Ici, dans cette mise en parallèle spéculative mais éclairante, devient apparent la double problématique du modèle théorique que fondent Totem et Tabou et L’homme Moïse : comment rendre compte à la fois du potentiel créateur du mythe fondateur et de son effet déstabilisateur sur la tradition de pensée qu’il instaure ? Et pourquoi faut-il malgré tout un mythe, acte ou père fondateur ? C’est cette ambivalence dans la théorie du début de la théorie qu’il s’agit de comprendre, toujours à partir de l’œuvre de Hans Blumenberg, plus précisément à partir de deux moments dans sa pensée : son analyse du théorème de la sécularisation[5], et le concept de « rigorisme de la vérité »[6].

Le premier moment concerne la théorie de la théorie et donc – ce qui est toujours le cas chez le « phénoménologue de l’histoire »[7] qu’est Blumenberg – l’histoire de la théorie, l’histoire des idées.

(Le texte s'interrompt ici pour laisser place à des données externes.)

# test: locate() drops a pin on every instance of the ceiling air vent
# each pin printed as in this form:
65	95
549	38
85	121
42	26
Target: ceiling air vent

Le théorème de la sécularisation, en tant qu’outil d’une critique de la culture idéologique (souvent conservatrice), peut être mis en parallèle avec le schéma freudien du Zwang (compulsion) et de la répétition compulsive. Que dit ce théorème, dont Carl Schmitt et Karl Löwith étaient les propagateurs les plus importants (mais certainement pas les seuls) ? Selon le théorème de la sécularisation, un nombre important de concepts proprement modernes, c’est-à-dire étant des parties intégrantes de l’image que se fait la modernité d’elle-même, seraient en réalité des concepts chrétiens sécularisés. Pour Löwith, l’idée moderne du progrès historique est une sécularisation, c’est-à-dire une traduction imparfaite et surtout un emprunt illégal, de l’idée chrétienne de l’eschatologie, c’est-à-dire de la croyance en une histoire suivant un plan de salut, aboutissant sur un jugement dernier marquant la fin de l’histoire. Selon Schmitt, les concepts politiques modernes – comme le souverain, l’Etat, l’exécutive, l’état d’exception, le droit naturel etc. – seraient des concepts chrétiens sécularisés : le monarque est en vérité Dieu, dont il usurpe des fonctions et qualités. Sans vouloir ici entrer dans les détails de ce débat, on peut dire que chez les deux penseurs, le schéma théorique est le même : ceci est en vérité un autre, antérieur au premier qui, du coup, perd sa légitimité. Si la modernité continue à utiliser des vieux concepts sacrés traduits en des termes mondains, alors cette modernité ne s’est non seulement pas inventée elle-même, mais ne peut pas fonctionner sans emprunts permanents. L’illégitimité résulte d’un manque de verticalité, qui est remplacé par une simple horizontalité, c’est-à-dire la légalité. Selon les deux auteurs, ce manque de légitimité continue à travailler la modernité – politique ou philosophique – et se manifeste dans des moments critiques qui appellent une décision qui ne peut plus simplement résulter de l’horizontale, mais doit venir « du fond », c’est-à-dire d’un dernier principe légitime et irrécusable.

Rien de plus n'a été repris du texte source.